🤖 AI Summary
Current image generation models excel at single-image synthesis but often suffer from semantic and visual inconsistencies when generating long sequences of images, such as comics or storyboards. This work proposes a Long-context Generation framework (LCG) that introduces a Sparse Relational Attention (SRA) mechanism to selectively focus on salient features across extended visual contexts, along with a Routing Consistency Constraint (RCC) to align structural patterns across multiple generative branches. The study also constructs LCCD, the first large-scale dataset dedicated to long-context consistency, and incorporates an identity-aware masking strategy. Experimental results demonstrate that LCG significantly outperforms existing baselines in generating sequences of 6 to 20 images, achieving state-of-the-art performance in character consistency and prompt alignment.
📝 Abstract
Recent image generation models achieve impressive quality in single-image synthesis, but often fail to maintain consistency across sequential outputs, as required in comics, storyboards, and visual narratives. We propose Long-Context Generation (LCG), a framework for long-context multi-image text-to-image generation, to improve consistency and scalability in long-context multi-image generation.

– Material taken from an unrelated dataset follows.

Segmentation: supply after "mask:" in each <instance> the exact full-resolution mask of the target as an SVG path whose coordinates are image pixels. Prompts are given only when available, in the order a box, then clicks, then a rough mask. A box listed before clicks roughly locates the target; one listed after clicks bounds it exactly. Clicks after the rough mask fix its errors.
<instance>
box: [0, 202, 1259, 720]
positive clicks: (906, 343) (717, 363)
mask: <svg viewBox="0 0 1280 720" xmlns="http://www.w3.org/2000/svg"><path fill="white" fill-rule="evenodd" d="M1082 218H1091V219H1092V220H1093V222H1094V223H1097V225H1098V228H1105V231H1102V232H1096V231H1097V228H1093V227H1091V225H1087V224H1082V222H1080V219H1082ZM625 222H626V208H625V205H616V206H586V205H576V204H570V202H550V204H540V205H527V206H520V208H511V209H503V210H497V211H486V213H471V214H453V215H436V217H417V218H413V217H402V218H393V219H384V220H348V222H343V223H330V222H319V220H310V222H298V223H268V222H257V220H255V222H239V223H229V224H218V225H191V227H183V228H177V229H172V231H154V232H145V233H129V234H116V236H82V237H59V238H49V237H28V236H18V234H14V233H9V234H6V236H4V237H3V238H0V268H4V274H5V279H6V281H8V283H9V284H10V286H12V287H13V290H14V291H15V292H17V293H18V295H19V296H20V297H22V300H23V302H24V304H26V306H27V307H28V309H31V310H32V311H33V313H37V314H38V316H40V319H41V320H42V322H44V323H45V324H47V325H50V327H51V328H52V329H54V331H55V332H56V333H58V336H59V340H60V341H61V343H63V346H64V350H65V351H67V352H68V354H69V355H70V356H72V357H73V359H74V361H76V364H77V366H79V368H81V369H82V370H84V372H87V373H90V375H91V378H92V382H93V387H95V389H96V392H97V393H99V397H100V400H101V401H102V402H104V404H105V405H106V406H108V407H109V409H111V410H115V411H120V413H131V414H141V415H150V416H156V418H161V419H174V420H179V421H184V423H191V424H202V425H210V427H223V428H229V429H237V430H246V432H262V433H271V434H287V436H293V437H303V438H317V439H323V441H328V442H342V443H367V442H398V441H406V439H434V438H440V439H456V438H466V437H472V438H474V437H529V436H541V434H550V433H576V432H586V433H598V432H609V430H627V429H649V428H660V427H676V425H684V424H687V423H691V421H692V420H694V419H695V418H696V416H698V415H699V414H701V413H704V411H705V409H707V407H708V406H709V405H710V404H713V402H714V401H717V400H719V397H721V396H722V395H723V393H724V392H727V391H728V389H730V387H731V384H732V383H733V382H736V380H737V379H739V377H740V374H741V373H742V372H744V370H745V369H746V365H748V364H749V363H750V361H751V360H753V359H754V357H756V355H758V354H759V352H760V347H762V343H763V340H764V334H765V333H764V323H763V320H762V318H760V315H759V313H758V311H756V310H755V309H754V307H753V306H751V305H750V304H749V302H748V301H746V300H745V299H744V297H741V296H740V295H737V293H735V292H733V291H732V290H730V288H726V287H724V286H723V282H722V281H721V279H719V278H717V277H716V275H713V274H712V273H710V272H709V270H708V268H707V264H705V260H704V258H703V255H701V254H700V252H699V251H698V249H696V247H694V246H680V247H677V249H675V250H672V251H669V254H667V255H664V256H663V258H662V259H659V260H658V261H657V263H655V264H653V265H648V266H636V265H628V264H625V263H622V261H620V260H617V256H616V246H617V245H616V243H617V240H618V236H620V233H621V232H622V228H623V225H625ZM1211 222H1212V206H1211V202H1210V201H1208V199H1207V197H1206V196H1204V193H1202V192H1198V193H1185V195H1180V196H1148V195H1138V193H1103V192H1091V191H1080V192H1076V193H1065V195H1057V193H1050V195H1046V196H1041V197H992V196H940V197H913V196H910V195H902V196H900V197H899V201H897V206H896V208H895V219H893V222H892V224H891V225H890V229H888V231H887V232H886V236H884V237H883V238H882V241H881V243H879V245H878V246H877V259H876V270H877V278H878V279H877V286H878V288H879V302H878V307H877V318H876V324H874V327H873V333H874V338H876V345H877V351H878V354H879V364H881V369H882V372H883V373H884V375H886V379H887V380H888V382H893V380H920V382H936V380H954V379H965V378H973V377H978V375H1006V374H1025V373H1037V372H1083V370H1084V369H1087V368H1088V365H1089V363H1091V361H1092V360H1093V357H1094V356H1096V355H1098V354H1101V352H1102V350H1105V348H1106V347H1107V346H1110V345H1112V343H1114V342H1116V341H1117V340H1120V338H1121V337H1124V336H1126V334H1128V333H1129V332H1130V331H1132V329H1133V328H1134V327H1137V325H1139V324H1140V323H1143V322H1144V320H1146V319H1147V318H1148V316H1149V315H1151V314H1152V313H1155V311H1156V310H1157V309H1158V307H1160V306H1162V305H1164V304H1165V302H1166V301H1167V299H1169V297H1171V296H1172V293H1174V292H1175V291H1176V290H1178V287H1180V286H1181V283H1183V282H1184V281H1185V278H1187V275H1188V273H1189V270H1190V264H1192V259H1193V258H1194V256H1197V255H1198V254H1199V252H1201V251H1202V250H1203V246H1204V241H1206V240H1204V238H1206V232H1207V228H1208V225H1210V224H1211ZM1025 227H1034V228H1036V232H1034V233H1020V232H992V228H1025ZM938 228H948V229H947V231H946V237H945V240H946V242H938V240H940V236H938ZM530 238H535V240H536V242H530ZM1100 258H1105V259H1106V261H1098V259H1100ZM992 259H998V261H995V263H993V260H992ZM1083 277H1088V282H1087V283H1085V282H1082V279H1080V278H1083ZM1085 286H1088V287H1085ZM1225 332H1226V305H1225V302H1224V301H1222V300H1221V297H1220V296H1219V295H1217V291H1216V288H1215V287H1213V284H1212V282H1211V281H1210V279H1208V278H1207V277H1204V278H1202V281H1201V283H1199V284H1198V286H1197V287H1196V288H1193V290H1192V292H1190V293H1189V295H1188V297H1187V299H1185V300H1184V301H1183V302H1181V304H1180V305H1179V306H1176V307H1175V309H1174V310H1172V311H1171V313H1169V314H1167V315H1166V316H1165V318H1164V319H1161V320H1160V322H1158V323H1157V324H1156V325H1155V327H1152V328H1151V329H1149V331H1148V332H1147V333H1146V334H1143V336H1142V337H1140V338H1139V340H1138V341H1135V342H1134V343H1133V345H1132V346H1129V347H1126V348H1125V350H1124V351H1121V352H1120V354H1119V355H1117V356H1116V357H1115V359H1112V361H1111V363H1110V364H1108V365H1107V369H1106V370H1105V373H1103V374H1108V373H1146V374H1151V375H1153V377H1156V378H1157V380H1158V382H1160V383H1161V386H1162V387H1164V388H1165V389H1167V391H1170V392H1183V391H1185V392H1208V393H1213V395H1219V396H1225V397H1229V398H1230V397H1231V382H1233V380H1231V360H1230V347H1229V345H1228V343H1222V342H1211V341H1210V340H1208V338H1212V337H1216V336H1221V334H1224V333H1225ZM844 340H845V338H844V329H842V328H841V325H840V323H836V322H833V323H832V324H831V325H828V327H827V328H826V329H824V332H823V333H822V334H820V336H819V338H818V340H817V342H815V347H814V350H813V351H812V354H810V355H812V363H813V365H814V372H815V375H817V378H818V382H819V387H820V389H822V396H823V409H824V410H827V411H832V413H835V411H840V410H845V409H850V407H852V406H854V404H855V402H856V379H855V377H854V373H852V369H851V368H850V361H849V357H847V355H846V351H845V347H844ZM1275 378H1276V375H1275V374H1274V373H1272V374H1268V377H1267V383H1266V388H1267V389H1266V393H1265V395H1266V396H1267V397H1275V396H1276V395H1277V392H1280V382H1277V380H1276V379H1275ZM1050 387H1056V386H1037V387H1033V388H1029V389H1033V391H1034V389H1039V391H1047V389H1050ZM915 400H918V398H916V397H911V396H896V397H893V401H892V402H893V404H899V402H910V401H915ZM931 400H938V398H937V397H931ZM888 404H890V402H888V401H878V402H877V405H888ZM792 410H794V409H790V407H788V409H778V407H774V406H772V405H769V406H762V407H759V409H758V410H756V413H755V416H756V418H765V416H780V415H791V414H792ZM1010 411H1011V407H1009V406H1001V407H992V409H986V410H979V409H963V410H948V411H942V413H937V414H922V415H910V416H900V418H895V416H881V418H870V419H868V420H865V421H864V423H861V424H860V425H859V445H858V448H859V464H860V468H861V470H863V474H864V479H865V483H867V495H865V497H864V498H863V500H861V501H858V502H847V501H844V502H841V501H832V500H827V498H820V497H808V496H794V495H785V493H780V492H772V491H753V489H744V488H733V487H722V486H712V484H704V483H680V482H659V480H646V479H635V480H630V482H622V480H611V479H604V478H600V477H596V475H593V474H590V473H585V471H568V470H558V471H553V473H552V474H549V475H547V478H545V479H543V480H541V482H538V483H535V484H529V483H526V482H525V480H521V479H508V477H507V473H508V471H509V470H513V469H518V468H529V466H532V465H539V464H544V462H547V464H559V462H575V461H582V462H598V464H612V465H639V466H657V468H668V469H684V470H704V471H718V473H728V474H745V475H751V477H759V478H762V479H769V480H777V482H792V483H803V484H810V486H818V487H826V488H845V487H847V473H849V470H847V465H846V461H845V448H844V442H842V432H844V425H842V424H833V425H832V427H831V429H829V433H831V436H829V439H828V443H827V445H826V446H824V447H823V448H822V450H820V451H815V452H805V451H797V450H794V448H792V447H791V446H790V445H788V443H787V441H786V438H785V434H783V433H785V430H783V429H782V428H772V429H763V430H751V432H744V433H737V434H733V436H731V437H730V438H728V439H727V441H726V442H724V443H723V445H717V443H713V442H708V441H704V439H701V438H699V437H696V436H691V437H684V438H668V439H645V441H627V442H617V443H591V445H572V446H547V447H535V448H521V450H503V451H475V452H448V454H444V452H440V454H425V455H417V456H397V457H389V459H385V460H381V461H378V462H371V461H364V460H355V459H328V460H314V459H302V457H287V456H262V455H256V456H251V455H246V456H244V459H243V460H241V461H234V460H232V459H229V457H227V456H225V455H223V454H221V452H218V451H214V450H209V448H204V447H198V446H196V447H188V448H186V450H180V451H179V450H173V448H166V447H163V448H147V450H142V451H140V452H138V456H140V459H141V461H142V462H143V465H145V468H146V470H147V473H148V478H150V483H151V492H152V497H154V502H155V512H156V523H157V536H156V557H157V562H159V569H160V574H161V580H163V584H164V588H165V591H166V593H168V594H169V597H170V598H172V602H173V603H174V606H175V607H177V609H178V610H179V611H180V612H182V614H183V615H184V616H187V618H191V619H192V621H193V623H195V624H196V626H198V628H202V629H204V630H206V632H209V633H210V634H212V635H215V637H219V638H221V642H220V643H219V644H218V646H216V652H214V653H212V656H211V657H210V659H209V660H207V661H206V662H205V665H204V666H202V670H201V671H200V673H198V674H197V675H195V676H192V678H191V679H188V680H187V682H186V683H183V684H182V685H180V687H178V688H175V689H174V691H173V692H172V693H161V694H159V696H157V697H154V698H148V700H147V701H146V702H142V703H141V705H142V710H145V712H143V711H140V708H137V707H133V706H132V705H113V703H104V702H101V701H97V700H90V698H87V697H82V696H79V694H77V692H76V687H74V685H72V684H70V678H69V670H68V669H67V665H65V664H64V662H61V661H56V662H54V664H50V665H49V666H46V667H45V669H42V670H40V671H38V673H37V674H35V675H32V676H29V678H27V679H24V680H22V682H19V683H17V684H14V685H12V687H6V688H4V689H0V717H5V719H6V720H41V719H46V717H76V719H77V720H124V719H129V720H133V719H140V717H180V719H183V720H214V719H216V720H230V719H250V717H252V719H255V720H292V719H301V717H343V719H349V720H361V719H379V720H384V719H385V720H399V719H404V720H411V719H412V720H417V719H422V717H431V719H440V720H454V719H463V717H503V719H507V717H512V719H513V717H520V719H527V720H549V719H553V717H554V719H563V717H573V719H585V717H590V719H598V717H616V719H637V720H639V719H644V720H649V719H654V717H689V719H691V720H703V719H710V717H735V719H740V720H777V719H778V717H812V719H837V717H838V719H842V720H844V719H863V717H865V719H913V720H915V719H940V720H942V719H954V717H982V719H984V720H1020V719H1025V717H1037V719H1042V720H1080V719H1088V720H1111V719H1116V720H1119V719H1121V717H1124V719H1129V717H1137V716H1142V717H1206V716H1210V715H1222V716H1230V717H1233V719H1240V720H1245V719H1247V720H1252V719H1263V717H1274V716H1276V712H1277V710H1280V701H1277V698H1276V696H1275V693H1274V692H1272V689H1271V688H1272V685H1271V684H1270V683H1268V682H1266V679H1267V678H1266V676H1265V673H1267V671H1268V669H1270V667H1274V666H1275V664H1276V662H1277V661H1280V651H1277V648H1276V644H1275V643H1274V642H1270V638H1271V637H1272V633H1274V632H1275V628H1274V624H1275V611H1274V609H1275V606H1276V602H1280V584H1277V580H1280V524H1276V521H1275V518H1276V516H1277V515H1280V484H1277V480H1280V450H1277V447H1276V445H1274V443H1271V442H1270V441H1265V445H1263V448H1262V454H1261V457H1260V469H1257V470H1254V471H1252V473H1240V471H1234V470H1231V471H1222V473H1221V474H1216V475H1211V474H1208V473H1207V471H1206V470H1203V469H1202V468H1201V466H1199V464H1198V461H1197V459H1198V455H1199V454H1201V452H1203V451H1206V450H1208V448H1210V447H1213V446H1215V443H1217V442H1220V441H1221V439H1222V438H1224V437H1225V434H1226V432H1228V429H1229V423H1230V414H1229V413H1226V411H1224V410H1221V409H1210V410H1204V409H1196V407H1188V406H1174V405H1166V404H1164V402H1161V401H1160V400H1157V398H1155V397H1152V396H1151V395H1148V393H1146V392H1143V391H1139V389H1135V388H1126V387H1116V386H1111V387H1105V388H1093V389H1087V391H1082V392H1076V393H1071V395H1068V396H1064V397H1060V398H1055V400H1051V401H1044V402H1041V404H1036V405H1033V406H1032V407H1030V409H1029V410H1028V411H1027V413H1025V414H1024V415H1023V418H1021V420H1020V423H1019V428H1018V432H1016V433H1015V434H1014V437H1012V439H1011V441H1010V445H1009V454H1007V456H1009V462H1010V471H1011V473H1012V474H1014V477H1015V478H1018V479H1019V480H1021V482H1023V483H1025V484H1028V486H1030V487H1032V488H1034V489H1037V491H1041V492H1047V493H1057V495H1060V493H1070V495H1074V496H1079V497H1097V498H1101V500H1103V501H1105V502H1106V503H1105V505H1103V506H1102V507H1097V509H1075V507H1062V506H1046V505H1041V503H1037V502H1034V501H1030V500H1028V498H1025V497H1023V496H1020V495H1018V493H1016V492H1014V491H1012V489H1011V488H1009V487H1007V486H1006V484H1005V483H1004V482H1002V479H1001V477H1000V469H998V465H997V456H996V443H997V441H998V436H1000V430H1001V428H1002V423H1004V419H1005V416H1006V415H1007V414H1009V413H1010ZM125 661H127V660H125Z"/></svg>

LCG employs the Sparse Relational Attention (SRA) mechanism to selectively attend to core features across extended visual contexts, ensuring that the propagation of semantic and layout information remains computationally tractable. To enforce semantic alignment, we introduce the Routing Consistency Constraint (RCC), which leverages identity-aware masks to align structural patterns across generation branches, effectively mitigating drift in appearance even in complex multi-character scenes. To support training and evaluation in this setting, we construct the Long-Context Consistency Dataset (LCCD), a large-scale synthetic dataset comprising character-centric multi-image sequences spanning varied situational contexts. LCCD contains 600K training sequences and a separate 1K test set, with each sequence containing 6 to 20 images. The experiments demonstrate that LCG outperforms the compared baselines in prompt alignment and character consistency for long-context image generation, including multi-character scenes.